Kiss or Kill: Confessions of a Serial Climber
About the Author
Mark Twight is one of America's leading alpinists. His gripping accounts have been published around the world,
Translated into five languages. Sports Illustrated, Outside Magazine, Rock & Ice (and a host of European magazines) have profiled him. Twight was the first to solo the "Czech Route" on Peak Communism, and fastest to solo "Slipstream," a three thousand-foot-high waterfall in the Canadian Rockies (in two hours and four minutes; most parties take twelve hours). He made the first ascent of "Deprivation" on Alaska's Mount Hunter, climbed five extremely difficult new routes in the French Alps, and made a non-stop, sixty-hour ascent of Mount McKinley's "Czech Direct" (the previous fastest party took seven days). Twight works as a technical advisor for Patagonia and distributes Grivel ice climbing gear in North America. He develops cold-weather clothing systems for the Department of Defense and teaches climbing and crisis nutrition to U.S. Special Forces operatives. Home is wherever his wife, Lisa, and an 85-pound Akita named Zuma happen to be, which is in Utah for now.

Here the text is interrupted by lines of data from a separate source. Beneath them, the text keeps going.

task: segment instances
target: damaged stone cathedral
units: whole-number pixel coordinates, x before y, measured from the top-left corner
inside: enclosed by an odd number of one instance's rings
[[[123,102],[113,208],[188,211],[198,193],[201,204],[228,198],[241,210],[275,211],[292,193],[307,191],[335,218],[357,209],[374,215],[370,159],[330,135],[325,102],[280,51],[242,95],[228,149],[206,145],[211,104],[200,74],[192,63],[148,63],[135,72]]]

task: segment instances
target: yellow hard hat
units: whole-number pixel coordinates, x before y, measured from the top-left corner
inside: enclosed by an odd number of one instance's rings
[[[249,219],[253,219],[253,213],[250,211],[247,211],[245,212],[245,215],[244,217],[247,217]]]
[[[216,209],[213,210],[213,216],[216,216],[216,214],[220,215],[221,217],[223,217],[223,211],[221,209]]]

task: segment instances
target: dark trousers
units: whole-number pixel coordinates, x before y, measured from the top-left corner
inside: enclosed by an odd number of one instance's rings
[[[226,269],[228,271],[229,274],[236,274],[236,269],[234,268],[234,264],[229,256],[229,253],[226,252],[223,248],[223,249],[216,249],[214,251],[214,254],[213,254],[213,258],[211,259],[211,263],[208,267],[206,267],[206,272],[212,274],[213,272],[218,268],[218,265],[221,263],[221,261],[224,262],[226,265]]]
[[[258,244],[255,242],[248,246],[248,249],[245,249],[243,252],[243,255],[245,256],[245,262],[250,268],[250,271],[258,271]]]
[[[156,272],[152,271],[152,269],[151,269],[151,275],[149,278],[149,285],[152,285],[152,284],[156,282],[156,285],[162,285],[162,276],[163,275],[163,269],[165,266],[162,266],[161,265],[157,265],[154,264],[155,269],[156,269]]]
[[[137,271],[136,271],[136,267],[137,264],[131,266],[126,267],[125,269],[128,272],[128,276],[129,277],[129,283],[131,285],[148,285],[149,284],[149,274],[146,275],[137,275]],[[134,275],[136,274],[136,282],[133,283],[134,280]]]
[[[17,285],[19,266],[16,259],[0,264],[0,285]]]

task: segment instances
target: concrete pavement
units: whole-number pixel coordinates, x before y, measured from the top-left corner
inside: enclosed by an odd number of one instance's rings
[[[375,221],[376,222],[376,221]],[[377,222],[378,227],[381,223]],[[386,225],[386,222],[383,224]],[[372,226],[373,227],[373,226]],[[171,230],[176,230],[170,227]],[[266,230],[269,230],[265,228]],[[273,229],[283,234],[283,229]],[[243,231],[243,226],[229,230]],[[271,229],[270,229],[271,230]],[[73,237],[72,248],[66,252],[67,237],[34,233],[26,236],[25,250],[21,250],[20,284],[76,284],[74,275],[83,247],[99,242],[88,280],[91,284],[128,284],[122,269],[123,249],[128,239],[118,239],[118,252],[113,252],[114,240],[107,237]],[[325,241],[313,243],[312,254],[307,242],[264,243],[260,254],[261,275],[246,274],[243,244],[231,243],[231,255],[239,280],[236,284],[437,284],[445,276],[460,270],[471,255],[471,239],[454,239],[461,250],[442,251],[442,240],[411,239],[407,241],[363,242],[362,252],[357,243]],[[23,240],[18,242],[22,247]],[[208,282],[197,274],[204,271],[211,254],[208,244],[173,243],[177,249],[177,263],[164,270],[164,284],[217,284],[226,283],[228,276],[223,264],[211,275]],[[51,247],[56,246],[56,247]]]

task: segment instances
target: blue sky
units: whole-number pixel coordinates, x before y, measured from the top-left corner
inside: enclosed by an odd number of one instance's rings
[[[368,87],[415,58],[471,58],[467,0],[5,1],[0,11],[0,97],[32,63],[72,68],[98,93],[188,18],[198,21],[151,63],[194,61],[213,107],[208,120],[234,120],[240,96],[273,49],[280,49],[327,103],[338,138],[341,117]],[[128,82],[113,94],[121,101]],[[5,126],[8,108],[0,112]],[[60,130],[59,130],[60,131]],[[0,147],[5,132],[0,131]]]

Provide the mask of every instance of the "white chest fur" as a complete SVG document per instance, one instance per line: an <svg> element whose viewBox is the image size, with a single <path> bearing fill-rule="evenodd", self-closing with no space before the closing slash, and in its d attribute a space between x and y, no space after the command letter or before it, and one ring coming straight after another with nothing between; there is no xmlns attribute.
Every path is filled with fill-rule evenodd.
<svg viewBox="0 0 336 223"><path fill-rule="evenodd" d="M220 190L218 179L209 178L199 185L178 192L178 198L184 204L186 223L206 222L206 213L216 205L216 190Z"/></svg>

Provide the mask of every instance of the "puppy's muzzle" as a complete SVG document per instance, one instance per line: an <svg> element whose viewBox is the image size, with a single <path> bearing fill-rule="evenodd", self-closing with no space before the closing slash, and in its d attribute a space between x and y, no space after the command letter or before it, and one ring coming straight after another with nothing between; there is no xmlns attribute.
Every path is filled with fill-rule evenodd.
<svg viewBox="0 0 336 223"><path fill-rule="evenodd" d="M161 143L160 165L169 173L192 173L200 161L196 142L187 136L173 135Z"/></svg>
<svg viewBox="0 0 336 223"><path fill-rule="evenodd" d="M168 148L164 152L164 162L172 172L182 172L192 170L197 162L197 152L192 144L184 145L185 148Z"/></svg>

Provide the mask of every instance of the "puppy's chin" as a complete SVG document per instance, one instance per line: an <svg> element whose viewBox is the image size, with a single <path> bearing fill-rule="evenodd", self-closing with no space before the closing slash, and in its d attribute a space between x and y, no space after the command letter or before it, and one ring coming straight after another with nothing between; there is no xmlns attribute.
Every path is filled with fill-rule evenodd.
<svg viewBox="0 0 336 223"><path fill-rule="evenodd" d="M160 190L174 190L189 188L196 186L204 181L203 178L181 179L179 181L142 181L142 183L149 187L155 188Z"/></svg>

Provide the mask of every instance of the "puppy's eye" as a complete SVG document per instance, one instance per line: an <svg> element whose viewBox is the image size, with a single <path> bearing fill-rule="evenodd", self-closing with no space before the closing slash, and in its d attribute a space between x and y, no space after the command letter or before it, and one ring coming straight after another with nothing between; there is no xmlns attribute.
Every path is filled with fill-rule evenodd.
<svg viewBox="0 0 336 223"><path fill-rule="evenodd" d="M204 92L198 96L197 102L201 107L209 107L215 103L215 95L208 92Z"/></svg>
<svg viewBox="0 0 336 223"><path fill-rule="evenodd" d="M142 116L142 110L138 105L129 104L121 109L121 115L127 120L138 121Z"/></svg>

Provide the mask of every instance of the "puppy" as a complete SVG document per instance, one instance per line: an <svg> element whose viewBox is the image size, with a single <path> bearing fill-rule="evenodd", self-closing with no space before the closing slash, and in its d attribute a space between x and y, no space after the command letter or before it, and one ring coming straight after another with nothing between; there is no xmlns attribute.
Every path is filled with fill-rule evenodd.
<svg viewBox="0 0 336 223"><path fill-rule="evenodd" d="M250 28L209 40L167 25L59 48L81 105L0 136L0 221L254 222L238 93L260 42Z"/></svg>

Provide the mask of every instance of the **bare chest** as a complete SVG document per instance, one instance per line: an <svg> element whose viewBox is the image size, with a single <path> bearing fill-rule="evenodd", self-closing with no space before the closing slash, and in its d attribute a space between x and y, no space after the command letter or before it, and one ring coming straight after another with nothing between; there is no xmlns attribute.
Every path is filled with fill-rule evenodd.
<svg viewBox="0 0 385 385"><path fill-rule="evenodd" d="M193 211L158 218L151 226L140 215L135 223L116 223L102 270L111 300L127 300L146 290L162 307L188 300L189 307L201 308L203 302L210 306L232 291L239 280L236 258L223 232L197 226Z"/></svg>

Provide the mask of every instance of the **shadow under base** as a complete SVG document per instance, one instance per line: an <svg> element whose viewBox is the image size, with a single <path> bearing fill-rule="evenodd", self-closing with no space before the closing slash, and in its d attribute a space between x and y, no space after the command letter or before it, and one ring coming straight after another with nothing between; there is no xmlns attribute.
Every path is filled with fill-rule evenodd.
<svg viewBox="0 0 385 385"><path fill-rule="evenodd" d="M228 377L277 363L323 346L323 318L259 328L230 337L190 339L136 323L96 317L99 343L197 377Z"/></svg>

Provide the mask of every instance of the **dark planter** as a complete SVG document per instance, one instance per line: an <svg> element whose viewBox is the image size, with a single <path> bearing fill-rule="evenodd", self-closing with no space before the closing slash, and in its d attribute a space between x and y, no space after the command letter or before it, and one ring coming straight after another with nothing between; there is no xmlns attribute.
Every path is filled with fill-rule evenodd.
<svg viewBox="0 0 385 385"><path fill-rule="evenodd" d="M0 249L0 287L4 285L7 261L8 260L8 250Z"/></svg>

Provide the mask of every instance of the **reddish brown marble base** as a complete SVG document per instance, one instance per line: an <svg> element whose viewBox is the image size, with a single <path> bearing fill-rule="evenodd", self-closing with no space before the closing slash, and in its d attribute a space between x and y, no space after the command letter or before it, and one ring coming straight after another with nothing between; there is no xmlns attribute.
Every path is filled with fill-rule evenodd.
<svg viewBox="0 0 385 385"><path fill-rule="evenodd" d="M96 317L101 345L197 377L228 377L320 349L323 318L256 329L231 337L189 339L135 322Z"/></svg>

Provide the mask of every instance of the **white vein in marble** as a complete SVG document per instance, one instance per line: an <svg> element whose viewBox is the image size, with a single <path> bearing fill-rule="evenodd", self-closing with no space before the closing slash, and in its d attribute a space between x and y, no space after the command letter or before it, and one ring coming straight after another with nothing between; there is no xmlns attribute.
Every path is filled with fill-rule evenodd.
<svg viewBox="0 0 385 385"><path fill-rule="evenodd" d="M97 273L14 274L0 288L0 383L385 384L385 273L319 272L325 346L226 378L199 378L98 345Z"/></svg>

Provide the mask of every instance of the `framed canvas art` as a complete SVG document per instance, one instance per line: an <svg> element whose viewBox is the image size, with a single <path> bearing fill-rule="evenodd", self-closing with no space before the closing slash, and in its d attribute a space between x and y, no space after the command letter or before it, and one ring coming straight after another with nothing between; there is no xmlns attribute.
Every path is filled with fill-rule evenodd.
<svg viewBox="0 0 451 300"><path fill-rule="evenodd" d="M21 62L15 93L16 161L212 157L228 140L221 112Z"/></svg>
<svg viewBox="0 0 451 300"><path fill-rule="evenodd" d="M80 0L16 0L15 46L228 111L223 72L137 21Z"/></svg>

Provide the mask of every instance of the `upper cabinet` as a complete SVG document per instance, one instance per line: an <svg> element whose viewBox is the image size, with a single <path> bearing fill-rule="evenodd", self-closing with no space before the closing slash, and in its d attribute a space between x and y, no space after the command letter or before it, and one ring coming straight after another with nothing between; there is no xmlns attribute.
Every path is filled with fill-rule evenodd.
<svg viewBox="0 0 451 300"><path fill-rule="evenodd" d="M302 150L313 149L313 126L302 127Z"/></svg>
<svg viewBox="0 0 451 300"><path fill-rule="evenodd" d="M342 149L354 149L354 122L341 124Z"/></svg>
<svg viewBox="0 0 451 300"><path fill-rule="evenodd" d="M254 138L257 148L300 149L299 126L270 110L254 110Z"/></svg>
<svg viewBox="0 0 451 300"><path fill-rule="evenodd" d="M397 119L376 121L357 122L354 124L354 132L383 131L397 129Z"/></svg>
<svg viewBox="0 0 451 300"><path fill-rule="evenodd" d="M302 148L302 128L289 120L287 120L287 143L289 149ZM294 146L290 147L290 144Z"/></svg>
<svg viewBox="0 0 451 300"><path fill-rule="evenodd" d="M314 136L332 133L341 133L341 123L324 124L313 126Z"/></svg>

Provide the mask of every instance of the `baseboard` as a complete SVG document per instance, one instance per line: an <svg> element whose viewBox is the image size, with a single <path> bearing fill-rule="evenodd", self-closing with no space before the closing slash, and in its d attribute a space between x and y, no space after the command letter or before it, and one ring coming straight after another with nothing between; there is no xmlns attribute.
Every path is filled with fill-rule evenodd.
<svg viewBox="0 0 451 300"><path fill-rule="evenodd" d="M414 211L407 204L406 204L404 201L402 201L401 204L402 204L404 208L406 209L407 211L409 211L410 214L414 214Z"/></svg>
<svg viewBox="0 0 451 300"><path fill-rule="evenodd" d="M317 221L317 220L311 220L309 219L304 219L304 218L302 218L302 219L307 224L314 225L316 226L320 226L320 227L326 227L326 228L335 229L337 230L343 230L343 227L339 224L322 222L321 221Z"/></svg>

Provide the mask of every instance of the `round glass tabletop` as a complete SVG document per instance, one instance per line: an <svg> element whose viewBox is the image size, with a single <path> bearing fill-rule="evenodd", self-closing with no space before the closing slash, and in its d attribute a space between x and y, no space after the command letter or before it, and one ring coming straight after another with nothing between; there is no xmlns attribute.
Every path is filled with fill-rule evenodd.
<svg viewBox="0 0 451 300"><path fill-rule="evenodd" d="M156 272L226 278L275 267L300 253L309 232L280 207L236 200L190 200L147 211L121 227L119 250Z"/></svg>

Twight is the author, with Jim Martin, of the award-winning book Extreme Alpinism: Climbing Light, Fast, and High.
About the Book
My summary: Twight compiles over a dozen stories published as articles over the years, restoring them to their pre-edit versions and adding an authors note providing some context and follow-up. A haunting series of stories, this book should make every mountaineer stop and think what it is that they are seeking in the mountains, what they are willing to risk.
From Publishers Weekly
"From Chamonix to the Himalayas to Peak Communism in the Pamirs, extreme climbing has been Twight's response to "stupidity and mediocrity" and at times it is even "a tool to forestall suicide." Following Extreme Alpinism, this volume collects more than 12 years of Twight's extreme outdoor journalism for such magazines as Climbing, Outside and Men's Journal. Punk rock lyrics pepper these essays, providing context and form for his rage, cynicism and obsessive, masculine drive. Avalanches, rotten ice, the deaths of fellow climbers, the rescue of others, dwindling food supplies, lost tents at 18,000 feet Twight survives mortal dangers and tragedies, writing, "No matter what I did, the suffering I experienced did not satisfy me. I had to have more." Twight's in-your-face style is both his strength and his weakness fans of Henry Rollins or Charles Bukowski may find a sport nut analogue in Twight. Deeply personal, arrogant, grandiose, thrilling and unapologetic, this record of his 15-year career will gratify and repel extreme athletes, their admirers and their detractors. 40 b&w photos not seen by PW."